Complete step by step solution:
Now, we start off with the solution by writing that,
\[Length=\int\limits_{a}^{b}{\sqrt{1+{{\left( \dfrac{dy}{dx} \right)}^{2}}}dx}\] . We find the value of the derivative of the function and then we plug that in the given formula for the length to find the required answer.
We have,
\[y=\dfrac{1}{x}\] . Differentiating, we get,
\[\dfrac{dy}{dx}=-\dfrac{1}{{{x}^{2}}}\]
The ‘a’ and ‘b’ in the formula is basically the values $1$ and $5$ respectively in this given problem. Thus we can represent this given problem, in terms of the formula to find out the length of the given curve between the given points as,
\[Length=\int\limits_{1}^{5}{\sqrt{1+{{\left( -\dfrac{1}{{{x}^{2}}} \right)}^{2}}}dx}\]
Evaluating we get,
\[Length=\int\limits_{1}^{5}{\sqrt{1+\dfrac{1}{{{x}^{4}}}}dx}\]

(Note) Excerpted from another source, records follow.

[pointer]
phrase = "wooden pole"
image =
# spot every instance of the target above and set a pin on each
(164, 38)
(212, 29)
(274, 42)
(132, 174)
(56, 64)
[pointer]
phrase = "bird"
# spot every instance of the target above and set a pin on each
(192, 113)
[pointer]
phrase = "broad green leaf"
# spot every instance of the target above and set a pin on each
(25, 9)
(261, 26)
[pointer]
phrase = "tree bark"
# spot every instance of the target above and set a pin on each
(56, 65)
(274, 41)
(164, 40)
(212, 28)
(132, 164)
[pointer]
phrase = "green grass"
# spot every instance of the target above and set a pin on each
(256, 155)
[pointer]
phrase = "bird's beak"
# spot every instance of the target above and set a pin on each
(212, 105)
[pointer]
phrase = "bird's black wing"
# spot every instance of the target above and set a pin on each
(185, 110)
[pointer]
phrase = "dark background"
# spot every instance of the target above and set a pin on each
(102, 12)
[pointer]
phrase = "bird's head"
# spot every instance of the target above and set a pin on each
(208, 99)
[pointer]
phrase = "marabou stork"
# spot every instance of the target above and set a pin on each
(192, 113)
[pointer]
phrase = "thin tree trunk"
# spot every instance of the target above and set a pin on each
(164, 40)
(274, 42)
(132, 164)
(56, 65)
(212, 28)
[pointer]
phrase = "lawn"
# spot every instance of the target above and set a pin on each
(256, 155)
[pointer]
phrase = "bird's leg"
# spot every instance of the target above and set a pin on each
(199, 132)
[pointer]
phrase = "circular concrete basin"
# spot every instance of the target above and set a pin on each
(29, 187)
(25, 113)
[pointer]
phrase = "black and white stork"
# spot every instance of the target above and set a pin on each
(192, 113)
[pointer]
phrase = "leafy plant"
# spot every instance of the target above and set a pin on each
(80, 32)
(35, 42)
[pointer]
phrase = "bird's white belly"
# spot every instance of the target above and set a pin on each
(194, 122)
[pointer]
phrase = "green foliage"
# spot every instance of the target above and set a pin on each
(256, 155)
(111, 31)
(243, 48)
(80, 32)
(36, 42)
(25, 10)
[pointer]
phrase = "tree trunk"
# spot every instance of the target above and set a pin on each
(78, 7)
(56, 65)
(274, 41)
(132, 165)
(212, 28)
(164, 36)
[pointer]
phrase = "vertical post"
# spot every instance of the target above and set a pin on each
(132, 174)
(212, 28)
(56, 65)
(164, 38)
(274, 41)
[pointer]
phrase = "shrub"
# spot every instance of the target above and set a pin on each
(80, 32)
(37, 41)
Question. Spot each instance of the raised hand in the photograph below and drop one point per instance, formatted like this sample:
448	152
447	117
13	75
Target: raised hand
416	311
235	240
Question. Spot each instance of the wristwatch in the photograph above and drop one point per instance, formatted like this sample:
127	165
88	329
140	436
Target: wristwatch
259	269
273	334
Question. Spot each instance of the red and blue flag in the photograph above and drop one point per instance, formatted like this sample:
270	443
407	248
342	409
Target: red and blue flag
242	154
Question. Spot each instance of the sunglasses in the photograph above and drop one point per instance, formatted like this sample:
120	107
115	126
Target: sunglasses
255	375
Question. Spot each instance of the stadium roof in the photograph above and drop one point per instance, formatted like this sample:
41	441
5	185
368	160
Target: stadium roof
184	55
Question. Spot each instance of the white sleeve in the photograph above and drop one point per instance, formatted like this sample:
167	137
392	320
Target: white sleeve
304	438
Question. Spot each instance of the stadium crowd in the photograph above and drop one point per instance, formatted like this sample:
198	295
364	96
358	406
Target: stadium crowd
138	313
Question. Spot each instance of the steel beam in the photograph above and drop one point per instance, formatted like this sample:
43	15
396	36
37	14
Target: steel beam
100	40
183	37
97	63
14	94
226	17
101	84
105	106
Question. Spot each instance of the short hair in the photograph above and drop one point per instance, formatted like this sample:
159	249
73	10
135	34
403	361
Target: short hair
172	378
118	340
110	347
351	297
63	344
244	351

We can now evaluate the integral to find out the actual value of the length of the curve.

Note:
For problems like these we need to keep in mind the general formula to calculate the length of any given curve between any two points, or else finding the required answer may be cumbersome. We also need to evaluate the value of the integral carefully. However the given formula is applicable for both bounded and unbounded curves to find the length of curves.